There is nothing new about giving voice to the myriad of obstacles facing women each day – women at work, in leadership, in education. The simple fact that I am a woman brings me immense blessing, joy and opportunity. But as history attests it also brings with it considerable challenge, sorrow and disadvantage.
By being a woman I am different to half of the population.
And by being woman, that difference means I am unconsciously fighting for opportunity and experience every day.
By being a woman I am working hard to have my voice heard in the midst of the testosterone mumbles and rumbles.
By being a woman I am facing a strong media force that populates, stereotyped images of what a ‘woman’ should look like everyday.
And I am battling against a mentality that men do things better – in the workplace, in the church, in life.
Jared Mauldin, a senior mechanical engineering student at Eastern Washington University wrote an open letter that outlined the reasons why his female colleagues would never be equal.
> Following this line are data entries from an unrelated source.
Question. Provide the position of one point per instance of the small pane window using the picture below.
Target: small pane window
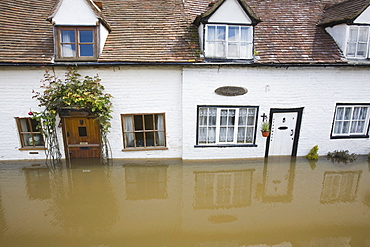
(358, 42)
(218, 125)
(351, 121)
(229, 41)
(29, 134)
(143, 131)
(77, 43)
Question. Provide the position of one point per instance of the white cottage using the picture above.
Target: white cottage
(192, 79)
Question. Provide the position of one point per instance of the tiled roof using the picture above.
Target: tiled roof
(163, 31)
(344, 12)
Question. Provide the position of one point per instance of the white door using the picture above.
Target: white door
(283, 128)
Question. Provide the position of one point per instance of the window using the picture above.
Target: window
(229, 41)
(358, 42)
(76, 43)
(226, 125)
(351, 121)
(30, 136)
(144, 131)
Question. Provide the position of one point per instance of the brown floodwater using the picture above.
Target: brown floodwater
(277, 202)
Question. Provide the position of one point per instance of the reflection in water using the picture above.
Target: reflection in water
(277, 202)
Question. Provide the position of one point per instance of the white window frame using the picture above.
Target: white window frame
(215, 138)
(344, 126)
(226, 42)
(357, 42)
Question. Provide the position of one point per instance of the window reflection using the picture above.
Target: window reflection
(144, 183)
(340, 186)
(223, 189)
(38, 183)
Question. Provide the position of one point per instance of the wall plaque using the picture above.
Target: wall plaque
(231, 91)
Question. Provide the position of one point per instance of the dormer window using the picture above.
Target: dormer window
(76, 43)
(228, 41)
(358, 42)
(226, 31)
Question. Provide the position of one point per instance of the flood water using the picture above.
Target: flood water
(172, 203)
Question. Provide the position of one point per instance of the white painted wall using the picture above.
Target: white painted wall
(177, 93)
(135, 90)
(364, 18)
(230, 12)
(74, 12)
(339, 33)
(316, 89)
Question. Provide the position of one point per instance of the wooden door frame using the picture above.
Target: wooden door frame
(64, 132)
(299, 112)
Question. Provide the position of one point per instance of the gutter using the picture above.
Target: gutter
(108, 64)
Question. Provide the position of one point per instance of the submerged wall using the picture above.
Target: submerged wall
(178, 91)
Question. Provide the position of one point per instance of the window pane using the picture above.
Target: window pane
(340, 113)
(230, 134)
(351, 49)
(338, 127)
(250, 135)
(212, 135)
(159, 121)
(139, 139)
(363, 35)
(222, 137)
(231, 118)
(148, 119)
(223, 118)
(159, 138)
(68, 36)
(363, 113)
(68, 50)
(149, 139)
(221, 33)
(202, 135)
(129, 140)
(347, 113)
(138, 121)
(361, 50)
(233, 33)
(25, 127)
(87, 50)
(345, 129)
(241, 134)
(242, 116)
(246, 34)
(86, 36)
(233, 50)
(211, 33)
(353, 34)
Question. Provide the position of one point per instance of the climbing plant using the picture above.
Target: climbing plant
(73, 92)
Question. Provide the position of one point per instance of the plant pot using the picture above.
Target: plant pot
(265, 133)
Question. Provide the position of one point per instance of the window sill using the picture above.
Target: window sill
(225, 146)
(144, 149)
(32, 148)
(350, 137)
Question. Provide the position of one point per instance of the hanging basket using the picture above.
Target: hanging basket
(265, 133)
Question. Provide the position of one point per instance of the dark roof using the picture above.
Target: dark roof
(164, 31)
(344, 12)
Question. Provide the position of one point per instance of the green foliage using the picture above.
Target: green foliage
(265, 127)
(342, 156)
(313, 154)
(82, 93)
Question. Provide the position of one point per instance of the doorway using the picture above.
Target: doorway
(285, 129)
(81, 137)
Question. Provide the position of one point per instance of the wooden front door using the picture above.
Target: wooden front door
(81, 137)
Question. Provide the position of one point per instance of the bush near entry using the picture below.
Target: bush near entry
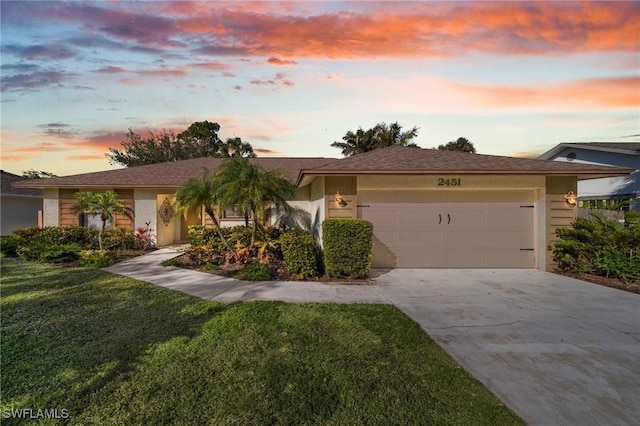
(300, 253)
(601, 246)
(347, 247)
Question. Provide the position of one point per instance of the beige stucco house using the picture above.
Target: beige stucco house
(429, 208)
(19, 207)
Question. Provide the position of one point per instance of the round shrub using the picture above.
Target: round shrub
(9, 245)
(300, 253)
(347, 247)
(254, 271)
(61, 253)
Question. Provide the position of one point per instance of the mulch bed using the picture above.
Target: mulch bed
(280, 274)
(632, 287)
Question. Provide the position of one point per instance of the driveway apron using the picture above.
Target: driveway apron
(556, 350)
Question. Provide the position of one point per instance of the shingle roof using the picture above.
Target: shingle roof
(392, 160)
(167, 175)
(405, 160)
(8, 179)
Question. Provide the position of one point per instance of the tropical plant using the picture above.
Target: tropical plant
(248, 186)
(381, 135)
(106, 204)
(600, 246)
(199, 140)
(460, 144)
(203, 191)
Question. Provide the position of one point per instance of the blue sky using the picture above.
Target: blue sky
(515, 78)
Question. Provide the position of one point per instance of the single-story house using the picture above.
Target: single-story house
(608, 191)
(429, 208)
(19, 207)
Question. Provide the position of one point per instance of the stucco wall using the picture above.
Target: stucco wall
(19, 212)
(51, 207)
(558, 213)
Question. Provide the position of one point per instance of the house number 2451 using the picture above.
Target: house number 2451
(449, 182)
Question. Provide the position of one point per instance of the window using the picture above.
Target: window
(234, 212)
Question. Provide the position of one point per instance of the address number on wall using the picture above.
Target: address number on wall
(449, 182)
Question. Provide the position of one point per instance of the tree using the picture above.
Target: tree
(35, 174)
(251, 188)
(460, 144)
(199, 140)
(381, 135)
(200, 192)
(105, 204)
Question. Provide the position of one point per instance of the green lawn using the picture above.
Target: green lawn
(111, 350)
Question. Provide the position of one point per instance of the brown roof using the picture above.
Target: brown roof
(8, 179)
(167, 175)
(408, 160)
(392, 160)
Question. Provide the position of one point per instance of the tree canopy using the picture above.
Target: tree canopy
(381, 135)
(106, 204)
(199, 140)
(461, 144)
(37, 174)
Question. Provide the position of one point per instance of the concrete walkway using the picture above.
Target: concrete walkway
(214, 287)
(556, 350)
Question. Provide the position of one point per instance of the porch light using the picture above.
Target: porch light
(339, 200)
(571, 198)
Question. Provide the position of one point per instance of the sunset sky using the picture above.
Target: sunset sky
(290, 78)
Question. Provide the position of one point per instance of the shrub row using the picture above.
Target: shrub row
(347, 252)
(347, 247)
(600, 246)
(62, 244)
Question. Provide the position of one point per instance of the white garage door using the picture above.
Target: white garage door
(456, 235)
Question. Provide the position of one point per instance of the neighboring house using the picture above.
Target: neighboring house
(429, 208)
(19, 207)
(605, 192)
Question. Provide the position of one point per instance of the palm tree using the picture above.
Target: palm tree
(354, 143)
(250, 187)
(460, 144)
(381, 135)
(105, 204)
(200, 192)
(392, 135)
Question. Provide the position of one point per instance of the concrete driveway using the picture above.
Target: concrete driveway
(556, 350)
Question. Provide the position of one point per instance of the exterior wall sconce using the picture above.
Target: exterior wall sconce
(339, 200)
(571, 199)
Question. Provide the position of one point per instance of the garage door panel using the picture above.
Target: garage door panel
(463, 239)
(457, 234)
(418, 238)
(465, 258)
(412, 258)
(390, 238)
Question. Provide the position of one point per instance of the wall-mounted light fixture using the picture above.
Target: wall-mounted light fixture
(339, 200)
(571, 198)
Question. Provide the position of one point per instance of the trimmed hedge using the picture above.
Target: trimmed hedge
(300, 253)
(347, 247)
(55, 244)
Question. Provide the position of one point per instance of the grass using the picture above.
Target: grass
(111, 350)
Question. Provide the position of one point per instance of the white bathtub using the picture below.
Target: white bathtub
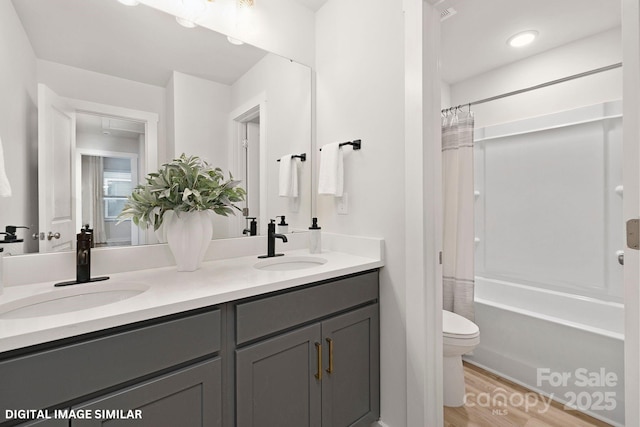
(565, 346)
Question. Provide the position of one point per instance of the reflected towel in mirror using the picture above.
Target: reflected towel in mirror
(331, 176)
(5, 187)
(288, 177)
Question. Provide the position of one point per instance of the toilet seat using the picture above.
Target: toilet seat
(457, 327)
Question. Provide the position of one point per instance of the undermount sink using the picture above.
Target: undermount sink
(285, 263)
(75, 298)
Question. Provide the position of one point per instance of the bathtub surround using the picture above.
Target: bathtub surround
(458, 194)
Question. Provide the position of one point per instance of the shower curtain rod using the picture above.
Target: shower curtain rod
(540, 86)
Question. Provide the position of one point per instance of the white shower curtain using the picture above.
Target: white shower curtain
(458, 188)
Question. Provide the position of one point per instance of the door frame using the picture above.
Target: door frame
(149, 156)
(256, 106)
(631, 203)
(137, 234)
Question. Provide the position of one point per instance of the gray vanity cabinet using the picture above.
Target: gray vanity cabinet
(350, 383)
(167, 367)
(323, 373)
(275, 381)
(190, 397)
By being a woman in STEM there were disadvantages for her, simply by being a woman.
His intentions appear to be genuine. He wants more men to see the issues and name them. You can read Mauldin’s letter here. In essence he doesn’t say anything new. He just happens to be a man, a young man saying it as it is. This gender thing is complicated. It is a circus and we are all a part of it. I take this young man’s letter to be a small but important part of a journey that we are all in, to make things better, fairer and more equal for everyone.
I used to love watching the television show, The Brady Bunch.
The roles of men and women, the notion of a second marriage, a blended family, housework, the “teen” years were all issues underlying the everyday dramas in the Brady family. As a young viewer I was probably more taken by the issues that dealt with puberty, self image and identity than issues of gender and feminism. I remember Marcia getting her braces!
But now I reflect on this American sitcom and see it as a reflection of just a small part of the culture of that time. You know I don’t remember any African American, Hispanic or Asian characters, do you?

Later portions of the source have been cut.